Mixtral 8x22B support

Question

Mixtral 8x22B support

SergioG-M opened this issue 4 months ago · 4 comments

Is there any plan to add support for Mixtral 8x22B?

Answer 1 · 2024-05-27T11:50:45.000Z

We are supporting Mixtral 8x7B already, so adding Mixtral 8x22B might not be too difficult unless there are some unexpected other changes between these two architectures beside their different sizes. I'd be nice to add it some time.
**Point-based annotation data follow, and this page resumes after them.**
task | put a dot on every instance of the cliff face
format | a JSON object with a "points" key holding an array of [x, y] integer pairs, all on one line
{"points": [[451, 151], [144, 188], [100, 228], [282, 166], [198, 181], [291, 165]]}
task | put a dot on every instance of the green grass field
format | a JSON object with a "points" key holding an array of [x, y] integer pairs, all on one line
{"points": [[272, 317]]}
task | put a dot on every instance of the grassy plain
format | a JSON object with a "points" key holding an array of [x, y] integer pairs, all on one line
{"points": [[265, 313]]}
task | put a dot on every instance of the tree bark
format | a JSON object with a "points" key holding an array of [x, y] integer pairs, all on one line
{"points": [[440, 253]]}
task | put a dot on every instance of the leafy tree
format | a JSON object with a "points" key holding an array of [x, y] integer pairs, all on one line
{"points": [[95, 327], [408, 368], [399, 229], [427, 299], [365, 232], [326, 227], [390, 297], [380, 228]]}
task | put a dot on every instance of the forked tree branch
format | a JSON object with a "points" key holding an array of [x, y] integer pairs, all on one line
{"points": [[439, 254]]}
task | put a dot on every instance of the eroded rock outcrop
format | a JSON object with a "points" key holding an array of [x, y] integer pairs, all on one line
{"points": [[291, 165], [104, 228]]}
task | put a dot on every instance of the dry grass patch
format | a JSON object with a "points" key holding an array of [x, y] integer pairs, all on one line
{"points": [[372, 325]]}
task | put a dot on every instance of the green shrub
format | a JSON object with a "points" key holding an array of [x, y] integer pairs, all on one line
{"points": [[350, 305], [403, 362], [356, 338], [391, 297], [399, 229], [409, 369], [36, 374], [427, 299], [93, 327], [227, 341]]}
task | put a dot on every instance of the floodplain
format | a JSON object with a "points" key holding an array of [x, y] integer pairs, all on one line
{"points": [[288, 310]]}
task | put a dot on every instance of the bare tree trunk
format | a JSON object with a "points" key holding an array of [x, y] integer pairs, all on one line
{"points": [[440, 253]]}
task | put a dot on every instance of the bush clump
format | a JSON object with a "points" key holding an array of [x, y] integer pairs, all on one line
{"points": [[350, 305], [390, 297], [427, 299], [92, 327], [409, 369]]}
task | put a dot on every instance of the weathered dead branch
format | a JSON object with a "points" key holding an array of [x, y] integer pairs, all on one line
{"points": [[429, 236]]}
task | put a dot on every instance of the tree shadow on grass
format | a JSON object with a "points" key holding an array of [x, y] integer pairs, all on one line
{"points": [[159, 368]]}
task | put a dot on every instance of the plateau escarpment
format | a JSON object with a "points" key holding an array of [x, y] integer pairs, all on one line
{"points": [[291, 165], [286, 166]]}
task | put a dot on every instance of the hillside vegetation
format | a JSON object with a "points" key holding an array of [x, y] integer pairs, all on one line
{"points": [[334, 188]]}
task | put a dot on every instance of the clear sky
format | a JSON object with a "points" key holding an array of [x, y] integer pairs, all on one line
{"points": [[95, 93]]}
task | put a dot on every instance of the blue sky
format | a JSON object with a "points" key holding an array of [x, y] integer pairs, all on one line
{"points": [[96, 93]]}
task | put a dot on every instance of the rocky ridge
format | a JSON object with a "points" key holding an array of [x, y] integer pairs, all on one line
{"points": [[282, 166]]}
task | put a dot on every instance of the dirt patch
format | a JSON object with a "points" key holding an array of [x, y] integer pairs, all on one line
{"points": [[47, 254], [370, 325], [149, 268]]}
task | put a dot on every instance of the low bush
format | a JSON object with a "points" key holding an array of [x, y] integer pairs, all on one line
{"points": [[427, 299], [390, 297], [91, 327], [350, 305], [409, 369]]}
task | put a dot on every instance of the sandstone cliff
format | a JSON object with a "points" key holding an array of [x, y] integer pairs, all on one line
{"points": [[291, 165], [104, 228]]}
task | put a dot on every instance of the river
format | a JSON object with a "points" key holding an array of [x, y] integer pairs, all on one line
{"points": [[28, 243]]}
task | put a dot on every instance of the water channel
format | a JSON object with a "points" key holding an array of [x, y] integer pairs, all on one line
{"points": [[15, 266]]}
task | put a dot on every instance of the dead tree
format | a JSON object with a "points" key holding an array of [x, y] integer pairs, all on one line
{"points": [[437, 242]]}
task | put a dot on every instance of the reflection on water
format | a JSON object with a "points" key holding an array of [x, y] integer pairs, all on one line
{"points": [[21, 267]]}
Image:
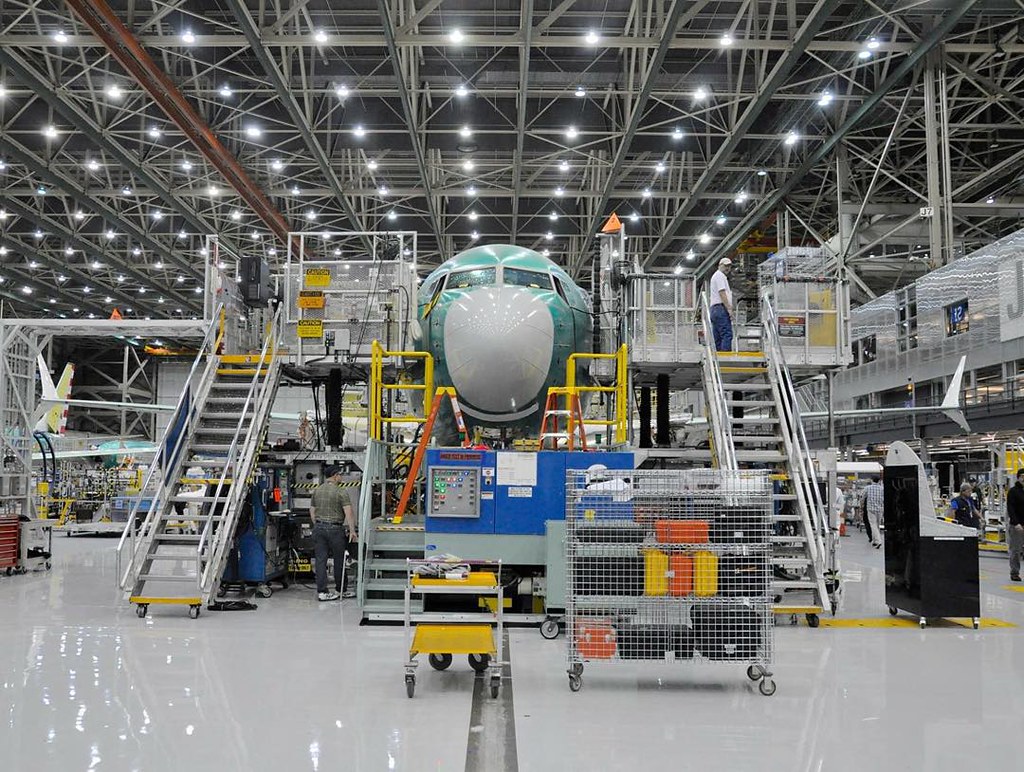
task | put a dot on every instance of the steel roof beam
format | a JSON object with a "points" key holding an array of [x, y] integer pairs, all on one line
{"points": [[124, 47], [776, 78], [896, 77]]}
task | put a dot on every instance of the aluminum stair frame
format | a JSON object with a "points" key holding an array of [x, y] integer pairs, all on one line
{"points": [[260, 395], [801, 467], [140, 540]]}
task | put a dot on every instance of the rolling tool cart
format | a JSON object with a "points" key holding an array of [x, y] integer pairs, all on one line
{"points": [[679, 569], [456, 633]]}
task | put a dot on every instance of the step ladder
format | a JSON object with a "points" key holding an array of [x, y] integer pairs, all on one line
{"points": [[756, 425], [218, 427], [574, 431]]}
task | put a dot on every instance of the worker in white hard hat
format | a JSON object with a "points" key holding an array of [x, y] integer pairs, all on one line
{"points": [[721, 306]]}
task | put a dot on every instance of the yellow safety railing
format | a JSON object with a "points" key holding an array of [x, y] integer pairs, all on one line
{"points": [[378, 354], [619, 390]]}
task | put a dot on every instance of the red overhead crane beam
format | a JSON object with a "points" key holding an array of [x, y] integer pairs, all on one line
{"points": [[124, 47]]}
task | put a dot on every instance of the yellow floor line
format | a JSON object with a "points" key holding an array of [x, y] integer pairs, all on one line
{"points": [[903, 622]]}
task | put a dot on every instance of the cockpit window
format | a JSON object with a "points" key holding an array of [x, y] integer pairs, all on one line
{"points": [[475, 277], [520, 277]]}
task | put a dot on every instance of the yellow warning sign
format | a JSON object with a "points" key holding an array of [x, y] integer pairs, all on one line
{"points": [[613, 225], [310, 299], [310, 328], [317, 277]]}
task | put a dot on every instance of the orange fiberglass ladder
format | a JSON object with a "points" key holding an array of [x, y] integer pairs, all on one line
{"points": [[421, 448]]}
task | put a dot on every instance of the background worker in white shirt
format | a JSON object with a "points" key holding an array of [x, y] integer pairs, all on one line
{"points": [[721, 306]]}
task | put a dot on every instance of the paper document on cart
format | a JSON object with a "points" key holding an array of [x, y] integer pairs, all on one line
{"points": [[517, 469]]}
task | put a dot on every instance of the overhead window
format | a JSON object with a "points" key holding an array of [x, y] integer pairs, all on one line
{"points": [[475, 277], [520, 277]]}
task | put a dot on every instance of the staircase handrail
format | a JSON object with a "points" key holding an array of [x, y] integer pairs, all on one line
{"points": [[256, 387], [714, 390], [136, 537], [793, 430]]}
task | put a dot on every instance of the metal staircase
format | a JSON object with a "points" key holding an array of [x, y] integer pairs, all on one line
{"points": [[218, 425], [756, 425]]}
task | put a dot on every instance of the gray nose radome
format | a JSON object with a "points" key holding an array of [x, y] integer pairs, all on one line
{"points": [[498, 344]]}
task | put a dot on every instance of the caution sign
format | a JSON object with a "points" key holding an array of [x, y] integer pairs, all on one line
{"points": [[792, 327], [317, 277], [310, 299], [310, 328]]}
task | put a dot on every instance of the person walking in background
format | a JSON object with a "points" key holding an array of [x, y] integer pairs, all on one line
{"points": [[1015, 527], [720, 297], [875, 509]]}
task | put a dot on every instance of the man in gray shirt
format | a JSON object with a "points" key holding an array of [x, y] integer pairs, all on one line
{"points": [[331, 511]]}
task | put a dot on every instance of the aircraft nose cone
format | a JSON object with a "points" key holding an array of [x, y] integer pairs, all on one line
{"points": [[498, 344]]}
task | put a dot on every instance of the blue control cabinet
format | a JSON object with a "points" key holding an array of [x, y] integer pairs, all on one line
{"points": [[503, 492]]}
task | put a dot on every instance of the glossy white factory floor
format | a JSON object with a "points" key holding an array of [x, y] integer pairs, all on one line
{"points": [[299, 685]]}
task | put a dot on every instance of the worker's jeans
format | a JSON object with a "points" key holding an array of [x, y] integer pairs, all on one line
{"points": [[330, 540], [872, 521], [1016, 540], [721, 327]]}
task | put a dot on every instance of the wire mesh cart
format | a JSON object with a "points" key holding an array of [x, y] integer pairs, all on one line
{"points": [[457, 633], [670, 564]]}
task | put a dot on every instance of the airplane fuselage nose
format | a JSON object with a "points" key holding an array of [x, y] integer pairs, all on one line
{"points": [[498, 345]]}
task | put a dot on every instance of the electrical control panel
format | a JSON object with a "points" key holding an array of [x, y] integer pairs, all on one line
{"points": [[454, 491]]}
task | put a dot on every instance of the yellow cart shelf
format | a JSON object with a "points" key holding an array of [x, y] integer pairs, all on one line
{"points": [[479, 637]]}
Answer 2 · 2024-05-28T19:48:44.000Z

Looking at the hub, I think the config we need for this is

    dict(
        name="Mixtral-8x22B-{}v0.1",
        hf_config=dict(org="mistralai", name="Mixtral-8x22B-{}v0.1"),
        padded_vocab_size=32000,
        block_size=65536,
        n_layer=56,
        n_query_groups=8,
        rotary_percentage=1.0,
        parallel_residual=False,
        bias=False,
        norm_class_name="RMSNorm",
        norm_eps=1e-05,
        mlp_class_name="LLaMAMoE",
        intermediate_size=16384,
        n_head=48,  # double-check
        rope_base=1000000,
        n_expert=8,
        n_expert_per_token=2,
    ),
]

but I haven't double-checked yet. It's a lot of weights (>600GB) to download.

Answer 3 · 2024-06-11T13:59:06.000Z

Any update on this?

Answer 4 · 2024-06-11T15:34:53.000Z

Right now, given that there are so many other things to do, I haven't had that on my priority list. But we'd be happy about contributions if you are interested in adding this model.